As Black Knight Data & Analytics President Ben Graboske explained, the rate at which American homeowners have been seeking mortgage forbearances began to slow from the middle of April forward, and Black Knight will monitor this trend to see if it continues.
“After surging at the beginning of April and then rising again near the April 15—when most mortgages become past due and late fees are charged—the number of new forbearance requests has declined in recent weeks,” said Graboske. “While total forbearance volumes continue to mount, daily inflow has begun to taper off. Between 53,000 and 102,000 new plans have been put into place over each of the last nine days, and even the largest single-day volume was less than a quarter of what we saw at the start of April—and may see again next week. What remains an open question at this point is to what degree forbearance requests will look like at the beginning of May—when the next round of mortgage payments become due, and with nearly 30 million Americans newly unemployed in the last month."
“As it is, in an optimistic scenario in which daily forbearance volumes continue to decline by 10% per day, the number of forbearances could peak at approximately 4.5 million in the coming months," Grabsoke adds. "Should current forbearance volumes hold steady through mid-June, more than 8 million homeowners could enter into forbearance plans, representing 16% or more of all mortgages. If that adverse scenario holds true, servicers would be required to advance $4 billion in monthly principal and interest (P&I) payments on GSE mortgages alone. Even under the FHFA’s recent four-month limit on P&I advances, servicers would still be bound to make $16 billion in advance payments over that time span.”
According to Black Knight CEO Anthony Jabbour, the recent Federal Housing Finance Agency (FHFA) announcement of a four-month limit on advance obligations for servicers of mortgages backed by Fannie Mae and Freddie Mac provides the industry with some much-needed clarity.

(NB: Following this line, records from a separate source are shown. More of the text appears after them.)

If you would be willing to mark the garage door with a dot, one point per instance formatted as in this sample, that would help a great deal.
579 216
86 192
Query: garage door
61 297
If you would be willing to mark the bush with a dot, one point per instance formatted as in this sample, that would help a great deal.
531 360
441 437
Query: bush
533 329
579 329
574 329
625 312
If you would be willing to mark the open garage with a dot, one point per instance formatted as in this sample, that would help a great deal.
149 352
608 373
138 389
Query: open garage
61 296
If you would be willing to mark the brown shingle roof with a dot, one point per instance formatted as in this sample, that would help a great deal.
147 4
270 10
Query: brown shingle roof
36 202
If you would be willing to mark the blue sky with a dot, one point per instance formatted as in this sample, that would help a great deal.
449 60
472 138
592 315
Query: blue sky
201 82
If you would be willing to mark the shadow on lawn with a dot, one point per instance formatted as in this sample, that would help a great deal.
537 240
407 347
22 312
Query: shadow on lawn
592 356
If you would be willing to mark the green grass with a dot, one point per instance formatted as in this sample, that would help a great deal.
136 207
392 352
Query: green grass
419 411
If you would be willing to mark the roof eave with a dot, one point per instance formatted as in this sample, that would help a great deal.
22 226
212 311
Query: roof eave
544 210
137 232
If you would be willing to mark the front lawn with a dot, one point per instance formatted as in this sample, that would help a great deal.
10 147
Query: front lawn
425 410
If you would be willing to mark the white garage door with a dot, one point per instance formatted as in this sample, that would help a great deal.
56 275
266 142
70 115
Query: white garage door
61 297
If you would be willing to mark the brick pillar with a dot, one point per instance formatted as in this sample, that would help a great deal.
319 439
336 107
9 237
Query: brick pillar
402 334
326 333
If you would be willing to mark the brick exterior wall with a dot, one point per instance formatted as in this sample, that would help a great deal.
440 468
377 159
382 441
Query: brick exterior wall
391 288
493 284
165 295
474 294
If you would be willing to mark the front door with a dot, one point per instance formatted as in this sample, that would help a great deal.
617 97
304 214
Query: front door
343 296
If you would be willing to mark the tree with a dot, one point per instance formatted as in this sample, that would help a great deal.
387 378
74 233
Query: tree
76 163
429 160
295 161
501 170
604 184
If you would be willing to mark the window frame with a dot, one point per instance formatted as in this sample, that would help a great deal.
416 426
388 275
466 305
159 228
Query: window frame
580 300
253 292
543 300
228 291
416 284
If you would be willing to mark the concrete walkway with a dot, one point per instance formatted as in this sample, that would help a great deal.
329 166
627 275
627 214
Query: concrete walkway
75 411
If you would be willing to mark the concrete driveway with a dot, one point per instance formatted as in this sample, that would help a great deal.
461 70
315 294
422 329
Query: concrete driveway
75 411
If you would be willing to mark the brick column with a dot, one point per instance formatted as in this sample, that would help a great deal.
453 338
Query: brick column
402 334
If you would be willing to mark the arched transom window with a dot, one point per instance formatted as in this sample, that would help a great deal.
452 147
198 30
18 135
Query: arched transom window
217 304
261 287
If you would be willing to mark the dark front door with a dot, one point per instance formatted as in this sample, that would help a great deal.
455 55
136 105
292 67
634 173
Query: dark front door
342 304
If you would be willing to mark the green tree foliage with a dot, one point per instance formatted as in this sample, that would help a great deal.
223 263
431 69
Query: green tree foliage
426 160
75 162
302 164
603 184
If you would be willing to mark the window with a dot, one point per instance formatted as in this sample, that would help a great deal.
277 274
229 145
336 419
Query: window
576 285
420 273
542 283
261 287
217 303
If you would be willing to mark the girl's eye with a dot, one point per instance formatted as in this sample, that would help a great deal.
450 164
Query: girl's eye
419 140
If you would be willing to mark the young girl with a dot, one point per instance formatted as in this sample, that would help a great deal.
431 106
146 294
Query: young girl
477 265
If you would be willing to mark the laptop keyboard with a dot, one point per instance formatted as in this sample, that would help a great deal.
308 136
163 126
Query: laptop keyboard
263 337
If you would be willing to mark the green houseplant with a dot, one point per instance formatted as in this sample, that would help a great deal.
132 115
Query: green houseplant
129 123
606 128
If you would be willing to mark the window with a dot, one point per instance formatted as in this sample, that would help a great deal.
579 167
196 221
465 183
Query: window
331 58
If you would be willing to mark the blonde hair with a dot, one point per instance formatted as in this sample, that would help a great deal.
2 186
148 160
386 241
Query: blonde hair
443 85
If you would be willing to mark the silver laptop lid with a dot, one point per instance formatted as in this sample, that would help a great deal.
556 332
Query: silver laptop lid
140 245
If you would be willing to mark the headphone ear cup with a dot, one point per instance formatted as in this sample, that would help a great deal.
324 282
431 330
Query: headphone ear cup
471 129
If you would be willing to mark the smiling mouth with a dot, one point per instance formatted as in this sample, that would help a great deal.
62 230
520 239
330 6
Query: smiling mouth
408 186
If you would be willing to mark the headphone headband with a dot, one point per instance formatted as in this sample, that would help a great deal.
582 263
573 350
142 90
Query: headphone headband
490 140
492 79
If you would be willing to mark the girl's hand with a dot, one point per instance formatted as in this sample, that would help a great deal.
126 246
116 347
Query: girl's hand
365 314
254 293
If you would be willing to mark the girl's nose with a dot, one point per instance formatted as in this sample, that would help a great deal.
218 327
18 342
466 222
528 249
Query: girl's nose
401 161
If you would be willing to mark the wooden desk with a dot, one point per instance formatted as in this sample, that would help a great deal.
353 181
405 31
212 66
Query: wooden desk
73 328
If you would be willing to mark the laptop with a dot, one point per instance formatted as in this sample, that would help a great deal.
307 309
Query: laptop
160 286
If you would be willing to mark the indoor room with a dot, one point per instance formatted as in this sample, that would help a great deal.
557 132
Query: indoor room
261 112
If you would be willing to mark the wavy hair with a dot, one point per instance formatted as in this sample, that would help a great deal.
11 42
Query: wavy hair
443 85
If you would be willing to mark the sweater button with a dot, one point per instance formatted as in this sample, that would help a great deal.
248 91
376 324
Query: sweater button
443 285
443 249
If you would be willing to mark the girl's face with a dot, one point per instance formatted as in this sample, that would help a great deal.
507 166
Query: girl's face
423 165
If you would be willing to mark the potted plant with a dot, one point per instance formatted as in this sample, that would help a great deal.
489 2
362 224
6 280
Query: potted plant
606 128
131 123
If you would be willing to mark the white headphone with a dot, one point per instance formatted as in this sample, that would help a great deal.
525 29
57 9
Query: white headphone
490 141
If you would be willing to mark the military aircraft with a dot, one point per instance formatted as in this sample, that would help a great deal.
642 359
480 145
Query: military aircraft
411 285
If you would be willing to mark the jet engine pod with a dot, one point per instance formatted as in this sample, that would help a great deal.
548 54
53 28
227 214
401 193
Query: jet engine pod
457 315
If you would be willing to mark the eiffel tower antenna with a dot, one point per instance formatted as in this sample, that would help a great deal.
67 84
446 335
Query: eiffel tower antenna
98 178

“Having a four-month end date on the period in which servicers need to advance principal and interest payments on behalf of homeowners in forbearance is extremely helpful to our servicing clients,” said Jabbour. “Still, even knowing that time limit, with today’s number of forbearance plans, servicers are still looking at more than $7 billion dollars in advances over those four months. And the forbearance numbers are climbing steadily, day by day. Clearly, this remains a challenging situation all around.”